H. Robert Horvitz on Jim Watson’s Harvard Laboratory
  H. Robert Horvitz     Biography    
Recorded: 09 Apr 2001

I mean the experience was phenomenal, working at Harvard at that point. But I wouldn’t describe it as “Watson’s Laboratory.” The laboratory, what was unbelievably special about it and what was very unusual, I think remains so unusual to this day was the fact that it wasn’t Jim’s laboratory. There were a number of faculty that basically ran that laboratory in a very collaborative way. The three key people there were Jim [Watson], Wally Gilbert, and Klaus Weber. And a better combination of spectacular scientists, phenomenal minds, and complementarily, I couldn’t imagine. Jim was, Jim is intuitive. He had an uncanny sense for science and scientific problems and, I think some would say, for people as well. Wally was critical to the extreme; he could figure out something wrong or something right, where other people wouldn’t have a chance of seeing through it at all. Klaus Weber could make anything work. He had magic fingers and an incredible sense of how to develop new experimental techniques and apply them in a way that would be meaningful. And being in that lab you had Jim’s intuition, and Wally’s critical-ness, and Klaus’s experimental talents and it was unreal. Plus, a group of students and postdocs basically who thrived in that kind of environment and helped whoever was around.

So the environment was almost unimaginable and, I would say, almost indescribable, because of really the combination of individuals who were there. It was striking in many ways at many times. I mean, group meetings: we had three group meetings a week. Every Monday, Wednesday, Friday there was a group meeting. In fact some years later, after there was an article written in I think it was The Real Paper about Wally Gilbert, the group meetings acquired a running title: it was called “Stalking the Secret of Life.” And that came about because this article about Wally was called “Stalking the Secret of Life.” So the group meetings were “Stalking the Secret of Life, Part 482,” “Stalking the Secret of Life, Part 483,” and so on and so forth. The group meetings were an amazing experience because you had Jim Watson, you had Wally Gilbert, you had Klaus Weber, and usually you had Mark Ptashne, who wandered down from the floor above. Basically, if you survived through a group meeting, you could talk to any audience in the world, because there was no audience more knowledgeable, more critical, or more aggressive than the audience involving those four faculty members and all the rest of the people associated with them. So it was a training experience in many ways, I think, for all concerned. And it was very special. It taught one to think, it taught one to do, and it taught one—I think more than that—to appreciate what science really could be all about. I think that’s one of the things about Jim. It was always there from my first interactions with him, that what he really cared about was science. He wanted to know and he wanted to help people to figure out how to find out, and that drove so many of the things he did then and some years later as well. So the answer is the experience was phenomenal.

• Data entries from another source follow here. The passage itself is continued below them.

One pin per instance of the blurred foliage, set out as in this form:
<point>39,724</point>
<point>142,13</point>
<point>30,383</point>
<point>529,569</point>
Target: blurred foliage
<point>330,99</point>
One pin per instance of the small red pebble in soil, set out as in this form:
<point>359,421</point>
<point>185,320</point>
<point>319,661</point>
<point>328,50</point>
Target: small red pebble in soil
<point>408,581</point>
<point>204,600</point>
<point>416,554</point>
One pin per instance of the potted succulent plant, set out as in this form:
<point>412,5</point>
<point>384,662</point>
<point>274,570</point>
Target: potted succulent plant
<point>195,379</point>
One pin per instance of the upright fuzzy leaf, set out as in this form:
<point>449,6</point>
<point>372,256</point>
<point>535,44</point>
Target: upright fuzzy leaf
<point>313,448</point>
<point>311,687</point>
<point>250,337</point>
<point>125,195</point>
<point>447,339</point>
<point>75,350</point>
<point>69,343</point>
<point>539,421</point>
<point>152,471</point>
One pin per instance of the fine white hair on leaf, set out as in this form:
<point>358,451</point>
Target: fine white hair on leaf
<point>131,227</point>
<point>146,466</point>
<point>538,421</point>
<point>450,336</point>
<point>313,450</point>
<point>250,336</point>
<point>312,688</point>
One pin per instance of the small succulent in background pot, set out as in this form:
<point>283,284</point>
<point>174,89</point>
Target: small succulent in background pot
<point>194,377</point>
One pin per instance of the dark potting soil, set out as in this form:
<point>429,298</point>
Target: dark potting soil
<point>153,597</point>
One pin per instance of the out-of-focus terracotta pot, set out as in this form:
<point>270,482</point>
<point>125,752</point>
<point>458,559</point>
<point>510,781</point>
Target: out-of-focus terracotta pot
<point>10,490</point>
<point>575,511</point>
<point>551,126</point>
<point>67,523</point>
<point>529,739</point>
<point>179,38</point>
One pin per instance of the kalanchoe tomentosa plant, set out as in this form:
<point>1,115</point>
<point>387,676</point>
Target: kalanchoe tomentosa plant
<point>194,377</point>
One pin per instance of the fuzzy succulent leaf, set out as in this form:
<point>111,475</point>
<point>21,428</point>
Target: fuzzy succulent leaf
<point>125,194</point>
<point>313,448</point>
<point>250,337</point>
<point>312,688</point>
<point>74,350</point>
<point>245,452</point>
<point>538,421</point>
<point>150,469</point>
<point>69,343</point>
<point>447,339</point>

H. Robert Horvitz received his Ph.D. in 1974 from Harvard University, under the tutelage of Jim Watson. He joined the MIT Department of Biology faculty in 1978, and was named David Koch Professor of Biology in 2000. He is also Investigator at the Howard Hughes Medical Institute and was appointed Investigator at the McGovern Institute in 2001.

Horvitz is a member of the U.S. National Academy of Sciences and a recipient of the Gairdner Foundation International Award, the Alfred P. Sloan, Jr. Prize from the General Motors Cancer Research Foundation and the Bristol-Myers Squibb Award for Distinguished Achievement in Neuroscience. In 2002, he was award the Nobel Prize in Physiology and Medicine with Sydney Brenner and John Sulston “for their discoveries concerning 'genetic regulation of organ development and programmed cell death'."

Horvitz currently studies how genes control the development of the nervous system and how the nervous system controls behavior. He has elucidated a molecular genetic pathway for programmed cell death (apoptosis), which is fundamental to nervous system development in all animals.